¹³C NMR spectra of a 1:1 mixture of 1-¹³C-labeled D,L-glyceraldehyde and sodium bisulfite, obtained in D₂O at a pH of 4.76 at 25°C. The two resonances (84.3 and 82.4) are assigned to be the two diastereomeric adducts in a ratio of ∼47:53. Glyceraldehyde itself had a single resonance at 89.95 ppm (data not shown), which is assigned to the hydrated species. Again, undetectable of a resonance at 89.95 ppm suggests that adduct had consumed more than 99% of the substrate.

FIG. 6.

¹H NMR spectra of DHA plus sodium bisulfite (in a 1:1 mixture, 10 mM each), obtained in D₂O at 25°C. DHA alone has a proton resonance of 4.38 (with water set at 4.8 ppm; the peak at 3.7 is the hydrate of DHA).

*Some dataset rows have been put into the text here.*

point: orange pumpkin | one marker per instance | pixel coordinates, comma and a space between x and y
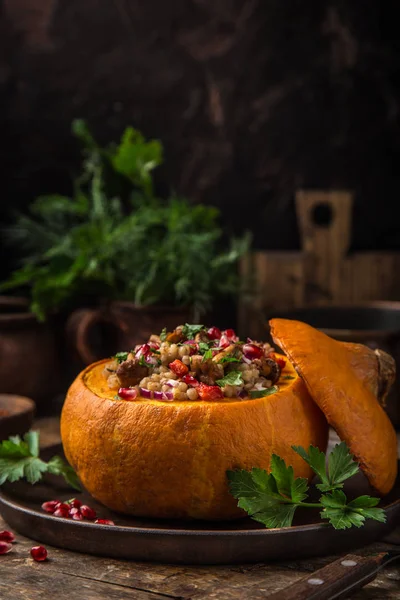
345, 380
169, 459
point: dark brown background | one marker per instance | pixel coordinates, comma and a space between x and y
252, 99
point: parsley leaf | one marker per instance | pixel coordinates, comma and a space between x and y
189, 331
316, 459
343, 515
121, 356
232, 378
207, 354
264, 392
270, 498
228, 358
341, 465
19, 458
295, 490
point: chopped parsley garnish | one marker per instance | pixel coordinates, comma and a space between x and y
232, 378
264, 392
207, 354
228, 358
121, 356
189, 331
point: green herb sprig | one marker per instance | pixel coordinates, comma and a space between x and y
272, 497
19, 459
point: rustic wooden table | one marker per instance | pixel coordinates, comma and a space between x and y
68, 575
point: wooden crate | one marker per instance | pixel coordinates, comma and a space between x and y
324, 272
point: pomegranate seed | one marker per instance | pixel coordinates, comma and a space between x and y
104, 522
74, 503
143, 350
224, 342
209, 392
75, 514
189, 380
39, 553
127, 393
88, 512
5, 548
251, 351
230, 334
51, 506
7, 536
214, 333
193, 345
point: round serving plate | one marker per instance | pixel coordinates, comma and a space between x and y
179, 542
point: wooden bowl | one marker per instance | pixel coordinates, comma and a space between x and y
16, 415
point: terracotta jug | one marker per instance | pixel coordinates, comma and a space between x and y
29, 357
97, 333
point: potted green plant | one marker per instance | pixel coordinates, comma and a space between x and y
131, 259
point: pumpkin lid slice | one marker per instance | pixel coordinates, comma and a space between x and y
338, 380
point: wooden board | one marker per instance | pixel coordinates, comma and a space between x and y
178, 542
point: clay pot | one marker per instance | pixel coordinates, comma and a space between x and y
94, 334
376, 324
29, 358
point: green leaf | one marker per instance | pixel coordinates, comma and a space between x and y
342, 515
232, 378
207, 354
364, 502
11, 469
228, 358
190, 331
287, 485
121, 356
277, 515
335, 499
20, 459
341, 464
264, 392
317, 461
33, 469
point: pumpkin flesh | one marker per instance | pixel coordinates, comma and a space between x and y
169, 459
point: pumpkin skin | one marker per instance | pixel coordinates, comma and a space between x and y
348, 381
169, 459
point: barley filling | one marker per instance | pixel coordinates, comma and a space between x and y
193, 363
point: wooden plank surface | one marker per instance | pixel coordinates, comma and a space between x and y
68, 575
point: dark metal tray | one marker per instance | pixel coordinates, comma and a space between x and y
194, 542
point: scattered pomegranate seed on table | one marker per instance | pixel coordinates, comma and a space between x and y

Here, the presence of free and adducted DHA allows an equilibrium constant to be calculated, at ≈1.6 × 10^-3M. The integral shows that the (2.57 = integral for total adduct protons, versus 1.3 = integral for total DHA proton, or 2:1 adduct:free DNA) yields an equilibrium constant [DHA][bisulfite]/[adduct] = 1.6 × 10⁻³ M.

FIG. 7.

¹H NMR spectra of ribose (top) and ribose plus sodium bisulfite (a 1:1 mixture, 10 mM each), obtained in D₂O (set at 4.8 ppm) at 25°C. Attention is drawn to the peaks at 4 4.0–4.92, 5.25, and 5.38, which are the alpha and beta isomers of the furanose and pyranose forms. The new resonances at 4.6 (doublet) and 4.67 (broad) are the bisulfite addition products (C1). Note that these represent perhaps only 20–30%% of the total. The estimated equilibrium constant [ribose][bisulfite]/[adduct] ≈ 2 × 10⁻² M.